Wintersport

Biathlet Strelow verpasst Rang drei um 0,5 Sekunden

Erst einmal stand Justus Strelow bisher auf einem Weltcup-Podium. Sein zweites hat er vor Augen. Aber am Ende holt ihn ein Norweger doch noch ein.

Von dpa

21.12.2025

Justus Strelow kämpft bis zum Schluss und muss sich doch geschlagen geben. (Archivbild)Björn Larsson Rosvall/TT News Agency/AP/dpa

Justus Strelow kämpft bis zum Schluss und muss sich doch geschlagen geben. (Archivbild)Björn Larsson Rosvall/TT News Agency/AP/dpa

© Björn Larsson Rosvall/TT News Agency/AP/dpa

Justus Strelow hat im letzten Biathlon-Rennen des Jahres den zweiten Podestplatz seiner Karriere auf der Ziellinie doch noch verpasst. Der 28-Jährige räumte im Massenstart in Le Grand-Bornand alle 20 Scheiben ab, musste sich dann aber im Zielsprint trotz einer starken kämpferischen Leistung dem Norweger Vetle Sjaastad Christiansen um die Winzigkeit von 0,5 Sekunden geschlagen geben. 

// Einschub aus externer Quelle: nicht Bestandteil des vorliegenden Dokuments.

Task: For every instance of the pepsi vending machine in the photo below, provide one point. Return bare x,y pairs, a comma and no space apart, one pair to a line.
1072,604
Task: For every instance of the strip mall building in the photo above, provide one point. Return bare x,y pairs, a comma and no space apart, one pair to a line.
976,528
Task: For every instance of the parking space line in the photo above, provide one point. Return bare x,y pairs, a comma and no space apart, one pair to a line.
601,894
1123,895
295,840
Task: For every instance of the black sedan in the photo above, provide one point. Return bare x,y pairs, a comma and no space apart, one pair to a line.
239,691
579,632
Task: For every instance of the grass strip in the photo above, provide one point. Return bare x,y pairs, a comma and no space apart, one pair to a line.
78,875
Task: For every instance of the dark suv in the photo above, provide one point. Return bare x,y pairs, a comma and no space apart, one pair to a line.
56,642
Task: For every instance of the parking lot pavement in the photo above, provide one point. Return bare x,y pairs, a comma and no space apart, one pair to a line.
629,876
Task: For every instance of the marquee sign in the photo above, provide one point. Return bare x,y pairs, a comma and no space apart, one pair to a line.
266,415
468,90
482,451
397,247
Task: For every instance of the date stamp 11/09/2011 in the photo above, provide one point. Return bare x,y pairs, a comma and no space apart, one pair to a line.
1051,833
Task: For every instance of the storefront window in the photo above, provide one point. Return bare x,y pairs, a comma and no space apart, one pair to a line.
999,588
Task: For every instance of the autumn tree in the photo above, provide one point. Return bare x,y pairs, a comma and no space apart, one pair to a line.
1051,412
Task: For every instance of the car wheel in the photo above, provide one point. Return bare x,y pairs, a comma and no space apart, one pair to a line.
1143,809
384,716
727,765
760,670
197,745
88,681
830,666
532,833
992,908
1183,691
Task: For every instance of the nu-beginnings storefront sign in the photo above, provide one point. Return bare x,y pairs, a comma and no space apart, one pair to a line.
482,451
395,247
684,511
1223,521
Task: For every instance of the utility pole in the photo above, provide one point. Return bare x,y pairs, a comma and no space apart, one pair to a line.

Das einzige Mal hatte Strelow am 26. November 2023 als Zweiter im Einzel von Östersund auf dem Podium gestanden. Jetzt sorgte er mit dem zweitbesten Ergebnis seiner Karriere für ein Ausrufezeichen. „Wenn ich mir die letzten Tage und Wochen ansehen, ist es keine Schande. Dass ich auf der Ziellinie noch überholt werde, ist ärgerlich. Aber ich bin trotzdem mit dem Ergebnis zufrieden“, sagte Strelow im ZDF.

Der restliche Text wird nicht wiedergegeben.